There was a smell around her locker. Dammit, they'd probably dumped trash in it. She couldn't go without her books, as stupid as it had been to leave them here over break. She braced herself, and opened the locker.

And just stared.

The locker was full of the vilest concoction she had ever laid eyes upon. Blood dribbled out of the bottom, dead bugs caught up in the liquid. Maggots crawled through the shit and piss and blood and rotted cotton, roaches scattered in the light, while ants soldiered on. Flies buzzed around the locker like a corpse. She barely noticed.

In the middle, there was a flute. Ravaged, defiled, ruined. The last memory she had of the days when everything was nice. She reached for it, dazed, too driven by the need for this last memento to care about the filth.

A shove from behind, a slam, but she had the flute. She had it, and it wouldn't disappear again.

Then she realized what had just happened, she began to fight, to bang on the door, to scream. She could hear the cadence of Emma's laugh, the bell as it rang, the students filing past, uncaring. She screamed more, and choked as a fly hit the back of her throat, gagging as she took a deep breath, vomiting, crying, screaming, banging. For hours, she begged as people passed, blacked out and lost focus, cut herself on the sharp edges inside.

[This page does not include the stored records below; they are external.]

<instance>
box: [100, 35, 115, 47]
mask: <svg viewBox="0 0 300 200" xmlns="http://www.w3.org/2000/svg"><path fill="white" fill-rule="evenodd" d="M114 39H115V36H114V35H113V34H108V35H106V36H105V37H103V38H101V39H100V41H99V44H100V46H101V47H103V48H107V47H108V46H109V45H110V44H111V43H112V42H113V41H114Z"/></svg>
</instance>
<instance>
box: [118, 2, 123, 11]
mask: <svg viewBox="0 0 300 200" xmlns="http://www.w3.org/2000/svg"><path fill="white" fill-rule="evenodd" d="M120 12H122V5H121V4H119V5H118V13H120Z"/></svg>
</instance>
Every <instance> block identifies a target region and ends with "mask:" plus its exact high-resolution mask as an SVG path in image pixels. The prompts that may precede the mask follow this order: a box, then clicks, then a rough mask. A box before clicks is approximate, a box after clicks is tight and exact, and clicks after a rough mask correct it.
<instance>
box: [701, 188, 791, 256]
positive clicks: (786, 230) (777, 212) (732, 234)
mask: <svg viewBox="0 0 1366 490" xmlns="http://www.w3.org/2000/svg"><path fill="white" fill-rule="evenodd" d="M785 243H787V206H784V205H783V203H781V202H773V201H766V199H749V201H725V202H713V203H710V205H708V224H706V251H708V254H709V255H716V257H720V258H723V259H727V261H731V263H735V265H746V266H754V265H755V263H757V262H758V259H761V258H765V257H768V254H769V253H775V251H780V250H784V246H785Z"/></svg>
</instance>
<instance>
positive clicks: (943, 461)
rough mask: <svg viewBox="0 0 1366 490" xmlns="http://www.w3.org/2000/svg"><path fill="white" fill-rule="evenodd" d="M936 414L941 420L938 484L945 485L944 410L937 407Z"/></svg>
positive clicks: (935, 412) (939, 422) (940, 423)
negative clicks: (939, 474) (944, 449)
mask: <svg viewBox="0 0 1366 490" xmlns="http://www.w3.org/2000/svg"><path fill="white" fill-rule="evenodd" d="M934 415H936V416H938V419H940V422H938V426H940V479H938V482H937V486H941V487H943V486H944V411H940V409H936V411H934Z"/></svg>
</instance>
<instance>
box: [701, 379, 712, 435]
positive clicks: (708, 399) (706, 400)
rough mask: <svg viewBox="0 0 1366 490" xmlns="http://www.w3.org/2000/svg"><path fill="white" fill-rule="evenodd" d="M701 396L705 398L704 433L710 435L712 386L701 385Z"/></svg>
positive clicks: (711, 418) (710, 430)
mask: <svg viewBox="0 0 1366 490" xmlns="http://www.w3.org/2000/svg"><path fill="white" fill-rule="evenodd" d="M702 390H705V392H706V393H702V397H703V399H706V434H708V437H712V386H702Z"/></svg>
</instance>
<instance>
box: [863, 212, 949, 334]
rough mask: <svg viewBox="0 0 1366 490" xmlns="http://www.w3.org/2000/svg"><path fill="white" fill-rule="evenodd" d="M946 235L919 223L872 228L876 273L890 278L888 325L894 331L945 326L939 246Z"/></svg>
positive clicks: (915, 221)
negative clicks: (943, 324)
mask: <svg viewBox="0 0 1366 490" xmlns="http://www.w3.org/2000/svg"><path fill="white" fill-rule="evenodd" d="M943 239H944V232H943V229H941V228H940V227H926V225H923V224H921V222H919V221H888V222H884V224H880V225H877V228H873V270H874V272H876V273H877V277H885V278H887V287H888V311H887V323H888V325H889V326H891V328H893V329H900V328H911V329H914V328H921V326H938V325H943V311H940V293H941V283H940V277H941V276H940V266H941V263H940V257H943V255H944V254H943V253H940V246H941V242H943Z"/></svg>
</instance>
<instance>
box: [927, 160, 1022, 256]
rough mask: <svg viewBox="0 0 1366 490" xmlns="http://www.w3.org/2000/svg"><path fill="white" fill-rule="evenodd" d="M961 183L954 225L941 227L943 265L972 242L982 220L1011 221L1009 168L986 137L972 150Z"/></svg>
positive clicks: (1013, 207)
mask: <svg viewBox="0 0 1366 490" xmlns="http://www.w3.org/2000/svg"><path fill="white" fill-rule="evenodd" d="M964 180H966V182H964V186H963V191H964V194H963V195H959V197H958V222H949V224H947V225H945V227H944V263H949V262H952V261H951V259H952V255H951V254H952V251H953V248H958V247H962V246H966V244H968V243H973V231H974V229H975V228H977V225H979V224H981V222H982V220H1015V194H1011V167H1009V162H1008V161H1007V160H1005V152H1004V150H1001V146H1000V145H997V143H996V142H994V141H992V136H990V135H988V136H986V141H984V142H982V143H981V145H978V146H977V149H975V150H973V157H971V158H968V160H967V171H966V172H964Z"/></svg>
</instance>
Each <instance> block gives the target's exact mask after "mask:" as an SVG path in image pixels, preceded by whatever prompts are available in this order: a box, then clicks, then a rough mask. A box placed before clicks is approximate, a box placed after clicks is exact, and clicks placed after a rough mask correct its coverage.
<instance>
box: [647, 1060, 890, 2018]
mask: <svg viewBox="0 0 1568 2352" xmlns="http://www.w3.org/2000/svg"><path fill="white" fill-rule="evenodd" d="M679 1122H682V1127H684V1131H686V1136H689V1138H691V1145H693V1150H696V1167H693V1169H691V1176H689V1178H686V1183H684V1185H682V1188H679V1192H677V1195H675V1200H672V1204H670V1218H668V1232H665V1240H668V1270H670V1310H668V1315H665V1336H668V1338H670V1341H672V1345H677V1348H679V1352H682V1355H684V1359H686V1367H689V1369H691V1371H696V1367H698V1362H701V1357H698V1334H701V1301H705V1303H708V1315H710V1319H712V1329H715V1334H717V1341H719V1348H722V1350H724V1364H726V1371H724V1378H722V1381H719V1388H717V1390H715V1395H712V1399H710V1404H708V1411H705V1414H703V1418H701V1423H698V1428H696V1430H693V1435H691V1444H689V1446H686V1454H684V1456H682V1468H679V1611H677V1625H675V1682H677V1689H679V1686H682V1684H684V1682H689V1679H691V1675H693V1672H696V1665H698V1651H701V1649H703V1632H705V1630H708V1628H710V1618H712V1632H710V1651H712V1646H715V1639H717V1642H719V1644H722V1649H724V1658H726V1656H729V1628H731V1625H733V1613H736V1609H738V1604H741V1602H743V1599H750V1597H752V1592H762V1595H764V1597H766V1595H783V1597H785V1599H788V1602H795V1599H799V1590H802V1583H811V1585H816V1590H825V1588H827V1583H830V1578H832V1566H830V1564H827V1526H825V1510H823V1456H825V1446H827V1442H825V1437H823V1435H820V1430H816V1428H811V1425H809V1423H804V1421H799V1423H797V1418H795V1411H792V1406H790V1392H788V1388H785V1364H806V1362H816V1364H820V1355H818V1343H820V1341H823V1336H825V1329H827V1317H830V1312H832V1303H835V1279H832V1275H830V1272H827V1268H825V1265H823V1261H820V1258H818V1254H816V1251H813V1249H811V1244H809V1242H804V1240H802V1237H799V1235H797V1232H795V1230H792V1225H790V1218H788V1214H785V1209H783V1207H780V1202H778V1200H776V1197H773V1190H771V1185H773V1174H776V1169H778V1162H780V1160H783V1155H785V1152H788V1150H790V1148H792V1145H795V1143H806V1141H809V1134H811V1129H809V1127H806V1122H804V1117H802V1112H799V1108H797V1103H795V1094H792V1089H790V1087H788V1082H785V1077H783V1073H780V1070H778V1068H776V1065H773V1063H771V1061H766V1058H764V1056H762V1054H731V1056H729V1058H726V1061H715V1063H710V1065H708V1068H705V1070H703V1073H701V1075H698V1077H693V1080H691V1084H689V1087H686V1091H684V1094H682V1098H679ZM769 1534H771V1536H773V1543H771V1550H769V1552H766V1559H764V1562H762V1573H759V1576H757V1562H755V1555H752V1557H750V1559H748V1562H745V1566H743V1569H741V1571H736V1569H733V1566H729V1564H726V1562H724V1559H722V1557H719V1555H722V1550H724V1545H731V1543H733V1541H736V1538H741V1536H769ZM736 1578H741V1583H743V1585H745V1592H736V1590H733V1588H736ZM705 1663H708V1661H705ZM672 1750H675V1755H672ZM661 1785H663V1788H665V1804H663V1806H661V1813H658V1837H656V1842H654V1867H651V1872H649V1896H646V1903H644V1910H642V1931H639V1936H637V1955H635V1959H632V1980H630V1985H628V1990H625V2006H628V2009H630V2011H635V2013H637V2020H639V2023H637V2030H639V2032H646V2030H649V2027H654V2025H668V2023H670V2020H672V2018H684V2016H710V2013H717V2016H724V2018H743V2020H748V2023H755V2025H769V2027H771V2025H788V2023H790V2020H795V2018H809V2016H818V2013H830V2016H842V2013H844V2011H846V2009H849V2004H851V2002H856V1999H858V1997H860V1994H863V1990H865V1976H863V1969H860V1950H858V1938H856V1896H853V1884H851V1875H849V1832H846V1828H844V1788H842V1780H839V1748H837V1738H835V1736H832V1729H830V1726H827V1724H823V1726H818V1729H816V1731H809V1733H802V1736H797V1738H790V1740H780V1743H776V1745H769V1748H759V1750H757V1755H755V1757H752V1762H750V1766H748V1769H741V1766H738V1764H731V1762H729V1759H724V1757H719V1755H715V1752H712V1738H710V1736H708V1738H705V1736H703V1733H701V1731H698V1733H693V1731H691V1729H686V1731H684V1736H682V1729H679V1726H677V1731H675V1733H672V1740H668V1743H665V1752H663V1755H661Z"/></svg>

Eventually, Taylor realized nobody would help her. She was alone, alone with nothing but a reminder of her dead mother. She curled around the flute, slowly losing consciousness as the fumes made her lightheaded, as the cuts festered, as the bugs crawled around her in their incessant rhythm of life. She clutched that last memory of her mother, defiled and tarnished, as the blood leaked out from the base of the door.

A janitor found her hours later, near death, and rushed her to the hospital.


The rhythms moved through the building, a slow dance of purpose and duty. Go here, one murmured. Come here, another called. One was talking to me, as I clutched the flute.

It was a He, a familiar he. I tuned him out, keeping my eyes closed, listening to the beeps and whirrs and boops of the music of my life, played by various machines like an orchestra.

B-weep. B-weep. B-weep.

Boop. Boop. Boop.

Whirr-hirr. Whirr-hirr.

B-weep Boop, Whirr-hirr Boop, B-weep Boop…

It reminded me of a song. I moved my empty hand to the tune of it like a conductor, and the man's voice raised in pitch. Annoying, drowning out the music, making it change, making other nearby rhythms move in dischordant ways, made them start shouting too. But I knew that one. He was familiar. He was Danny. My dad.

I opened my eyes with a jolt. A tube was in my throat, needles in my arm, half my body bandaged. Dad took my hand, the left one, the one that wasn't clutching the remains of a flute like a lifeline, and said, "Taylor?", in the most hopeful voice I'd ever heard.

I could only look back at him for a few seconds before I began to cry.